Quality Attention combines IAS’s access to more than 280 billion daily digital interactions with attention research to create a powerful way for marketers to get a greater impact from their advertising campaigns.
Quality Attention uses a variety of signals obtained as part of IAS’s core products, including viewability, ad density, and user interaction, and weighs them into a single attention score and three sub-scores for visibility, situation, and interaction for decisive outcomes. These three key media signals can predict if an impression is likely to lead to attention and advertising outcomes.
IAS research found a 198 percent average lift in the conversion rate when comparing high-attention impressions with low-attention impressions. Leveraging these signals with IAS’s scoring system provides actionable insight on attention and opens up new opportunities for advertisers to optimise messaging executions, develop creative, and evaluate which programmatic partners are driving higher attention.

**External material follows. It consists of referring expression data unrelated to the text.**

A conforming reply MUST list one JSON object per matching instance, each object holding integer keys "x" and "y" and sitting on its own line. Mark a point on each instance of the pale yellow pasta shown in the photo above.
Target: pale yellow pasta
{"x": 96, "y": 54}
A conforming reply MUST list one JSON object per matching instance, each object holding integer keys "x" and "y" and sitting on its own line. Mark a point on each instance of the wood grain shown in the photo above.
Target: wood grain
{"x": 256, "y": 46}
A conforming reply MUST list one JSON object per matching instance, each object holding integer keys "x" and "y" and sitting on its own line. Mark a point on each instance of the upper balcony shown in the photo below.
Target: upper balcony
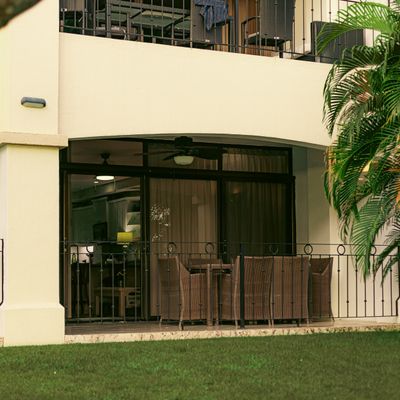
{"x": 284, "y": 28}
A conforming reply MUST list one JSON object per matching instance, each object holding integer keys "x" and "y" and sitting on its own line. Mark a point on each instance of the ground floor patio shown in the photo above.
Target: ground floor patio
{"x": 139, "y": 331}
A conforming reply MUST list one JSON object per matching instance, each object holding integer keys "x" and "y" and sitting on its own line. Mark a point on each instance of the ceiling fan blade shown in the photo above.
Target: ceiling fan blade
{"x": 210, "y": 153}
{"x": 170, "y": 157}
{"x": 154, "y": 153}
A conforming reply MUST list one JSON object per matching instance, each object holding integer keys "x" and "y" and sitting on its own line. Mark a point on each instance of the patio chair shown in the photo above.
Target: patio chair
{"x": 321, "y": 276}
{"x": 183, "y": 296}
{"x": 257, "y": 289}
{"x": 290, "y": 288}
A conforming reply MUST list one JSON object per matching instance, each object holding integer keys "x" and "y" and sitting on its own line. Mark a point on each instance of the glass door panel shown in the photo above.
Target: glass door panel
{"x": 103, "y": 272}
{"x": 256, "y": 216}
{"x": 184, "y": 212}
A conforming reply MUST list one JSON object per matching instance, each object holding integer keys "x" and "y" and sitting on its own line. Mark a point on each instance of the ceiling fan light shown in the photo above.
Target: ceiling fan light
{"x": 183, "y": 160}
{"x": 104, "y": 178}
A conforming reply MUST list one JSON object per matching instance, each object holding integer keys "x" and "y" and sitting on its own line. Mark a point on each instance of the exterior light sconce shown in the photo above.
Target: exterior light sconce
{"x": 33, "y": 102}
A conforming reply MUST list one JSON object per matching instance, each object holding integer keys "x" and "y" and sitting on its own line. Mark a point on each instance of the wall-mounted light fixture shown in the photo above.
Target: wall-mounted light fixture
{"x": 33, "y": 102}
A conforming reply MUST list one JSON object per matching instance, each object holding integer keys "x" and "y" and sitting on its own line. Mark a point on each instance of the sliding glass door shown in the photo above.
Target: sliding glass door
{"x": 257, "y": 216}
{"x": 183, "y": 212}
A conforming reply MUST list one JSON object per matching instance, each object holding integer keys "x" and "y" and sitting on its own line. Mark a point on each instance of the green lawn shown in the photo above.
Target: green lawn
{"x": 320, "y": 366}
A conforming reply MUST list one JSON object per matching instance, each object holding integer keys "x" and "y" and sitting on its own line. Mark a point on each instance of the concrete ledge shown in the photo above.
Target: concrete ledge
{"x": 216, "y": 333}
{"x": 33, "y": 139}
{"x": 37, "y": 324}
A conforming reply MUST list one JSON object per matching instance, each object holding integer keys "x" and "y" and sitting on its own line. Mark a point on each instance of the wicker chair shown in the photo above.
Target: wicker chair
{"x": 321, "y": 275}
{"x": 183, "y": 296}
{"x": 290, "y": 288}
{"x": 257, "y": 289}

“Harnessing attention is pivotal to executing a successful advertising campaign. But not all attention products are created equal. IAS has created a research-backed model on attention based on outcomes and three key media signals, including visibility, situation, and interaction, that can predict if an impression is likely to lead to attention and results,” said Yannis Dosios, chief commercial officer of IAS, in a statement. “We have developed a comprehensive attention product based on data, research, and testing, designed to deliver meaningful results for marketers.”
IAS is also working with partners like Lumen to expand the industry standard for attention measurement by bringing cutting-edge eye-tracking technology and predictive attention models to market.